I've been asked if I can animate the motion of a vessel in
the water given a time series file of heave, surge, sway, pitch,
roll, and yaw. I'm (almost) totally new to COSMOSMotion, and
probably need some extra help.
Anybody have some ideas?
Anybody have some ideas?
While I've done simple buoyancy, and have seen some models where people have represented wave motion, it is not a simple task.
There are several factors to account for:
1. Buoyancy forces
These really they need to be distributed along the structure if it has significant pitch or roll.
The calculation of the buoyancy force can be predetermined for a section of the vessel based on its volume below the water line (and weight mismatch). You need to measure the distance and apply the appropriate buoyancy force based on that.
If you don't break up the structure, then you need to characterize/calculate the net buoyancy of the vessel as a function of pitch & roll.

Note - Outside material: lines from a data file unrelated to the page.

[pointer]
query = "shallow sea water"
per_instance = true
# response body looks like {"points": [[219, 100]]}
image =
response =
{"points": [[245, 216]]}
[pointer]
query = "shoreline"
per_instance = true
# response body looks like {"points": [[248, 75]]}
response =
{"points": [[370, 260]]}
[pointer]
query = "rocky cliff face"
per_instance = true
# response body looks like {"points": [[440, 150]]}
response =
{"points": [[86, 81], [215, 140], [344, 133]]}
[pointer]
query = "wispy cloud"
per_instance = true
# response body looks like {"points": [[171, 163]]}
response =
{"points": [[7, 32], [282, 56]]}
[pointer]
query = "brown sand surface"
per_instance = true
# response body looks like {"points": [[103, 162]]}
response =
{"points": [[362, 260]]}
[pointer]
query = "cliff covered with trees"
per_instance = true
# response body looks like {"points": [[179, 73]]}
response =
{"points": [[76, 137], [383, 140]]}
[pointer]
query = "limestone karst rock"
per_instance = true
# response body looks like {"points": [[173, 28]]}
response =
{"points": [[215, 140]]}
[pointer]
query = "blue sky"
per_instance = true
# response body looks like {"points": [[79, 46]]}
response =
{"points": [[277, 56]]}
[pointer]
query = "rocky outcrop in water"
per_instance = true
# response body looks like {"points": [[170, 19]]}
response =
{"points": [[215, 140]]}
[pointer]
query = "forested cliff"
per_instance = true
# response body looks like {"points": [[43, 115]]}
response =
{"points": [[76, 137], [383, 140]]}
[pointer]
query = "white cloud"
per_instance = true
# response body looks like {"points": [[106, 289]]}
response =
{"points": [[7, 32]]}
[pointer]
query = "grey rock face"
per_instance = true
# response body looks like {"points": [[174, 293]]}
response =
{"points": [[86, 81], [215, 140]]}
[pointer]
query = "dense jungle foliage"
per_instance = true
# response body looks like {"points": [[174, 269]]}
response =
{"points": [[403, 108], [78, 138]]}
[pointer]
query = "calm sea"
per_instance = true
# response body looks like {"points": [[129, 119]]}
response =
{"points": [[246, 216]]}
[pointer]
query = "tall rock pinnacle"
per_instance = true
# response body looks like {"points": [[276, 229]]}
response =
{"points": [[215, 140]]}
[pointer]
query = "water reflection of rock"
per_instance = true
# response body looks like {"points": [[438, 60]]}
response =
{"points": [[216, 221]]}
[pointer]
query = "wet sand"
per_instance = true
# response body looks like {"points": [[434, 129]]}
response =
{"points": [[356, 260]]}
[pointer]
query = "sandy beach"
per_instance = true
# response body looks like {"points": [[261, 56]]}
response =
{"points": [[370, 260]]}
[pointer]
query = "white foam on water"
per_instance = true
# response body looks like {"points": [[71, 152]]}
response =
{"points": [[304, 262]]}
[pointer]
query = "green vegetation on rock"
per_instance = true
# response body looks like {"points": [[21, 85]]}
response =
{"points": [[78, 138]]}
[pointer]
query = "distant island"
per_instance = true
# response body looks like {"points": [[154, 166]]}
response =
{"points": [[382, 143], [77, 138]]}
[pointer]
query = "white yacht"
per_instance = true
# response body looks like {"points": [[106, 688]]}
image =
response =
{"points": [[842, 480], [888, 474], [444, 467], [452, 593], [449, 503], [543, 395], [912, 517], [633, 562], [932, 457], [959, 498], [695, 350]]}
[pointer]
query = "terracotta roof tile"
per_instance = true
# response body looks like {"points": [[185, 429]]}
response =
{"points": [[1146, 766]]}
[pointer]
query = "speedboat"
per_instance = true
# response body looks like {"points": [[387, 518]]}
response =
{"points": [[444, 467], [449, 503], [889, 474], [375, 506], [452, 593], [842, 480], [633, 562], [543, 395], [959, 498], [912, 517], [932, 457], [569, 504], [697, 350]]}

You can use CAD to calculate these by having a body of water as one solid and placing the vessel in different orientations and computing the net interfering volume.
2. Drag
Obviously there is significant resistance from water to movement through it, so again determining drag forces is really going to be an approximation, but I think it would be primarily in the yaw axis depending on vessel geometry.
Wind force may also play a role depending on area above the waterline and wind direction
So there is a bit of work in characterizing the vessel's response. Then applying certain conditions is just a matter of applying forces and moments to the vessel to represent the water condition. The method for this depends upon how you characterize the vessel response. If it is discretized, then the loads need to be sequenced along the sections. For example, if you split the vessel length into several sections, you need to have a phase offset on the pitch loading from the water along the length (to emulate the wave passing along the length).
I hope this helps give you some food for thought on what would be involved in modeling this.
The application I did was for a segmented wharf, where each section pretty much just rose up and down based on a wave coming through so it does not have the complexity of what you are looking at.